El lenguaje de los políticos es una rueda de bicicleta a la que se incorporan radios en forma de expresiones. Uno dice una frase o una palabra y todos van detrás para repetirlo hasta la saciedad. Seguro que recuerdan el famoso consenso de Suárez, el por consiguiente de Felipe González o el España va bien de Aznar. Son coletillas o vocablos, que al final asumimos todos como algo que forma parte de nuestro acervo, aunque nos repatee oirlo tantas y tantas veces.
Pues la moda ahora la ha iniciado Rubalcaba, que nos ha dejado la frasecita para que nos acordemos de él ahora que anuncia que deja el asunto después de no sé cuantos años y de también incontables cargos y puestos. Dos palabras, tiempo nuevo, es la nueva muletilla con la que ya nos bombardean. Tiempo nuevo que también han utilizado los candidatos a sucederle en el partido, Eduardo Madina y Pedro Sánchez, unos cachorros que parecen la reencarnación de Zapatero, por edad y formas verbales y políticas. Tiempo nuevo que Rajoy tampoco se ha privado de utilizar, como si la expresión fuera el bálsamo de Fierabrás que todo lo cura cuya receta bien sabía Don Quijote –aceite, vino, sal y romero, hervido y bendecido con decenas de padrenuestros, avemarías, salves y credos– y que nos va a hacer más ricos, más altos y más apolíneos.
Una frase mágica con la que se resuelven todos los problemas y nos tranquilizan, al tiempo que ellos se sienten con mejor conciencia. Enterramos el pasado y el futuro va a ser esplendoroso. Es inyectar ilusión, el célebre cambio que inventaron los socialistas allá por el año 1982 cuando irrumpieron con sus chaquetas de pana y sus barbas en el corazón de la administración que hasta hacía muy poco y durante cuatro decenios habían ocupado los contrarios, los adversarios de sangre y fuego. Tiempo nuevo en el que seremos felices y comeremos perdices, en los que los discursos tendrán un tono tierno, que cantaba Nacha Guevara, la argentina protestona que vaticinaba que en dos mil años llegaremos a buen puerto, aunque estemos ese día todos muertos.
Tiempo nuevo al que, como somos así en esta anciana Segovia, no nos apuntamos, al menos en la música. Apostamos por viejos rockeros, como Burning o Loquillo, tipos con más tablas y viajes que los baúles de la Piquer y que aquí estuvieron en un maratoniano conciertazo que nos hizo mirar de reojo a cuando éramos tan molones. Tipos duros que proclamaron su fe en el rock, como los cientos de veteranos, que hicimos una regresión con camisetas negras que ya no sientan como antes, pero que nos mutan a un estado de ánimo veinteañero.
Son cosas de la edad, de la de mi generación, que se resiste a perder el cetro ante quienes empujan desde atrás y defienden ese tiempo nuevo.
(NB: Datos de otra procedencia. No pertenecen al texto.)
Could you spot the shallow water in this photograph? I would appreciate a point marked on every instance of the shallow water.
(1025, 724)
Pues nosotros abrazamos el rock y no cambiar nuestra vida por nada, que le dijo–nos dijo en una gloriosa comida hace unos años– Johnny Cifuentes, el superviviente de Burning, a César Blanco, colega del diario, amigo y un tipo muy musical.
Él ama el rock, a pesar de pertenecer ya al dichoso tiempo nuevo, y alega que su poder radica en la convicción, en la actitud. Yo también tendré que apuntarme a su tiempo nuevo, por lo que pueda pasar, pero con un matiz: quiero vivirlo con personas y música vieja, a las que no cambio porque son las mías.